Trio of Pennsylvania Cops Charged for Murdering Eight-Year-Old Girl


     On August 27th, 2021, three days before eight-year-old Fanta Bility was due to start third grade, she was cheering on her cousin at his high school football game in Sharon Hill, Pennsylvania. On that warm, late-summer day, in the back seat of the family car in the school's parking lot, she was struck in the back by a bullet; she died in her mother's arms that day, in that parking lot. Numerous relatives were injured, including Fanta's 13-year-old cousin.

     The person who fired the bullet was not a thug in the traditional sense, but one in a uniform. We'll never know which one it was because the bullet was badly damaged as it destroyed that poor child's visceral organs. What we do know is that there are three officers responsible for her murder: Officers Devon G. Smith, Sean Patrick Dolan, and Brian James Devaney.

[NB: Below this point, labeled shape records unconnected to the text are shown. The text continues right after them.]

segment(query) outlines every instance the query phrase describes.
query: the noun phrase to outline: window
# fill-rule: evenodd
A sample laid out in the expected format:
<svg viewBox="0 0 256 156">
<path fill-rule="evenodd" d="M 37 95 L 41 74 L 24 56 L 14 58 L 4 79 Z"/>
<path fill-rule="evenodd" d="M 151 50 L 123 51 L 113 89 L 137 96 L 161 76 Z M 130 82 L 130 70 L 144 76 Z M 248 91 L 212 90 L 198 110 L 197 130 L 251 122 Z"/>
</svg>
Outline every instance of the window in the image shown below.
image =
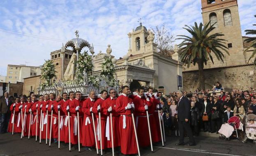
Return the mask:
<svg viewBox="0 0 256 156">
<path fill-rule="evenodd" d="M 140 38 L 136 38 L 136 50 L 140 50 L 141 49 L 141 40 Z"/>
<path fill-rule="evenodd" d="M 223 18 L 225 27 L 232 25 L 232 18 L 229 9 L 226 9 L 223 11 Z"/>
<path fill-rule="evenodd" d="M 212 13 L 210 14 L 209 18 L 210 20 L 210 24 L 211 25 L 214 25 L 215 27 L 218 27 L 218 20 L 217 20 L 217 16 L 215 13 Z"/>
<path fill-rule="evenodd" d="M 212 4 L 212 3 L 215 3 L 215 0 L 207 0 L 207 4 Z"/>
</svg>

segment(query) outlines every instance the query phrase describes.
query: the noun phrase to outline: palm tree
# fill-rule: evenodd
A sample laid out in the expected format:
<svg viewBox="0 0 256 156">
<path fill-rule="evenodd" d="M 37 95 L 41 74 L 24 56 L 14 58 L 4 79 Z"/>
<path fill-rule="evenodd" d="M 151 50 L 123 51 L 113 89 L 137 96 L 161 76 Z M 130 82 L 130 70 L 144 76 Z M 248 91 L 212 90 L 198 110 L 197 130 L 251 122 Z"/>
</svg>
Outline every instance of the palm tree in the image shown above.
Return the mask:
<svg viewBox="0 0 256 156">
<path fill-rule="evenodd" d="M 200 23 L 199 27 L 196 22 L 195 22 L 194 26 L 185 25 L 185 27 L 183 28 L 188 31 L 192 36 L 178 35 L 181 38 L 176 39 L 183 40 L 178 46 L 182 61 L 187 63 L 188 67 L 191 63 L 194 65 L 196 64 L 198 65 L 199 88 L 204 90 L 205 89 L 204 63 L 206 65 L 210 58 L 214 64 L 212 53 L 218 60 L 222 62 L 225 56 L 221 51 L 229 55 L 226 50 L 228 47 L 225 45 L 226 40 L 219 38 L 224 35 L 221 33 L 210 35 L 210 33 L 215 27 L 214 25 L 210 25 L 210 23 L 208 22 L 204 27 L 202 23 Z"/>
<path fill-rule="evenodd" d="M 254 15 L 254 17 L 256 17 L 256 15 Z M 256 26 L 256 25 L 254 25 Z M 248 35 L 256 35 L 256 30 L 254 29 L 249 29 L 249 30 L 245 30 L 244 31 L 247 32 L 246 34 Z M 249 37 L 248 38 L 244 40 L 244 41 L 246 42 L 247 43 L 251 42 L 251 43 L 250 45 L 250 46 L 247 48 L 246 49 L 245 49 L 244 52 L 244 54 L 246 51 L 247 51 L 251 47 L 253 47 L 254 48 L 254 49 L 252 52 L 252 54 L 250 58 L 249 58 L 249 60 L 248 60 L 248 62 L 251 60 L 251 58 L 253 58 L 254 55 L 256 54 L 256 37 Z M 254 59 L 254 65 L 256 65 L 256 58 Z"/>
</svg>

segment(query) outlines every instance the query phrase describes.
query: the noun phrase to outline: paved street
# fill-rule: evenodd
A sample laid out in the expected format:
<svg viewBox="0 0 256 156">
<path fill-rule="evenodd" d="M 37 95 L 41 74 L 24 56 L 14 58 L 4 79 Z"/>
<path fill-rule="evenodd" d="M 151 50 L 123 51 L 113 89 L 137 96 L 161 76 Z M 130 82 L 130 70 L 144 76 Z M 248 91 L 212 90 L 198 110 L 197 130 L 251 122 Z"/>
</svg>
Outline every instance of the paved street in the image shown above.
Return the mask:
<svg viewBox="0 0 256 156">
<path fill-rule="evenodd" d="M 256 145 L 249 141 L 242 143 L 238 140 L 230 141 L 220 140 L 217 138 L 199 136 L 196 138 L 197 145 L 194 147 L 187 145 L 177 146 L 175 145 L 178 142 L 178 138 L 166 138 L 164 147 L 161 144 L 155 145 L 154 152 L 150 152 L 150 148 L 141 149 L 142 156 L 253 156 L 256 155 Z M 13 136 L 10 133 L 0 135 L 0 156 L 79 156 L 96 155 L 95 151 L 85 151 L 81 148 L 79 153 L 73 148 L 69 152 L 68 148 L 62 147 L 58 149 L 58 145 L 52 144 L 52 147 L 45 145 L 43 141 L 41 144 L 35 141 L 35 138 L 28 139 L 27 138 L 21 140 L 19 134 Z M 108 152 L 104 155 L 111 156 Z"/>
</svg>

     Smith, Dolan, and Devaney went to the high school that day to break up a gunfight between two children, Hasein Strand and Angelo "AJ" Ford. Instead of making their community safer, they fired a barrage of bullets into the Bility car because they "suspected" it of being "involved" in the shooting. No threat to their lives, only to the lives of a group of innocent people.

     Instead of charging the officers who killed the girl, Delaware County DA Jack Stollsteimer filed first-degree murder charges against the teens, saying that they intended to hurt each other which led the officers to intend to hurt them which led to Fanta being killed. Both local city council members and legal groups around the country decried these charges as an obvious attempt to deflect from the fact that this child was killed by three officers.

     A grand jury agreed, dropping the murder charges against Strand and Ford and instead charging the officers with voluntary and involuntary manslaughter as well as 10 counts of reckless endangerment each. These charges carry a combined maximum of 45 years in prison, although they would likely, if convicted, be sentenced for the most serious offense, voluntary manslaughter, which carries a maximum of 20 years in prison. It's funny how it was first-degree murder when two teens allegedly did it but a "tragic mistake" justifying second- and third-degree murder charges when three officers are the ones who fired the shot that killed her.

     Strand pled guilty to aggravated assault and illegal use of a firearm and was sentenced to 33 to 64 months in state prison. Ford is entering a similar plea agreement. The officers, on the other hand; Smith, Dolan, and Devaney; have refused to take any responsibility and are set to go to trial. Justice will never be served in this case, but we may yet see accountability.